I knew that the Arctic National Wildlife Refuge was big, but I didn’t really comprehend how big until we flew into it. For miles on end, we passed over one mountain, broad valley, and watershed after another. Such an expanse of untouched wilderness was inspiring, humbling, and breathtaking all at once.

It’s not called a wildlife refuge for nothing, either. Animals from shrews to grizzlies call the refuge home. Every year, more than 160,000 porcupine caribou migrate 1,500 miles to their calving grounds on the coastal plain by the Arctic Ocean. That’s like walking from Boston to Miami.

I wondered whether we would see the herd, but not for long. There must have been a thousand caribou in the grassy valley where our plane set us down. After exploring the valley under the midnight sun, we spent the rest of the week rafting down the Aichilik River to the coastal plain, winding up at the shore of the Arctic.

Along the way, we saw wilderness at its wildest, with the Brooks Range looming and golden eagles, tundra swans, long-tailed jaegers, and even snowy owls watching from above. Just like the caribou, though, we were making another kind of journey: from the part of the refuge that is safe from oil and gas drilling to the part that is not.

The coastal plain where the caribou give birth to their calves each year has an odd name: the 10-02 Area. When the Arctic Refuge was expanded in 1980 as part of the Alaska National Interest Lands Conservation Act, proponents of oil and gas drilling insisted on adding a section (10-02) to the bill that mandated an inventory of potential oil and gas resources. How much oil is there? No one knows for sure, other than that it’s not enough to affect global market prices.

Undoubtedly, it would have a devastating effect on the caribou and other wildlife.

During the past four decades, we’ve come close to losing the fight to keep oil companies from invading the coastal plain many times. Somehow, though, we’ve always managed to keep the drills at bay—and by “we,” I mean the millions of Americans who’ve signed petitions, contacted their representatives, and otherwise played a part in, first, creating the Arctic Refuge and, then, in making sure that the oil companies stayed out. When at last we reached the Arctic, waves lapped at the shore, with only a few small isolated icebergs offshore—a reminder that the climate in Alaska is warming more rapidly than anywhere else in North America. A decade ago, the sea ice would definitely have extended all the way to the shore.

Our visit to the Arctic Refuge ended at the Inupiat village of Kaktovik. None of the local people I talked to were in favor of drilling, either offshore or on the coastal plain. Their main concern was to ensure they would continue to be able to do subsistence hunting to provide for themselves.

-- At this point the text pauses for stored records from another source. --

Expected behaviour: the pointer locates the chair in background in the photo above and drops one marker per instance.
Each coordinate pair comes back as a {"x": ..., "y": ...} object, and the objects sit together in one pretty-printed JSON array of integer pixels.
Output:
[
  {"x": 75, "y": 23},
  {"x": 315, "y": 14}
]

None wanted the oil industry to move into the refuge. If that ever were to happen, we don’t have to wonder what it would look like. West of the Arctic Refuge lies the largest oil field in North America—a sprawling complex of oil wells, gravel roads, air strips, gravel pads, and equipment-storage sites that covers an area the size of Rhode Island.

And where there is oil, there are oil spills. The largest was in 2006, when a corroded BP oil pipeline leaked about 267,000 gallons. Could that happen in the Arctic Refuge? Yes, as long as there’s still money to be made from selling oil and as long as the status of the coastal plain remains in limbo.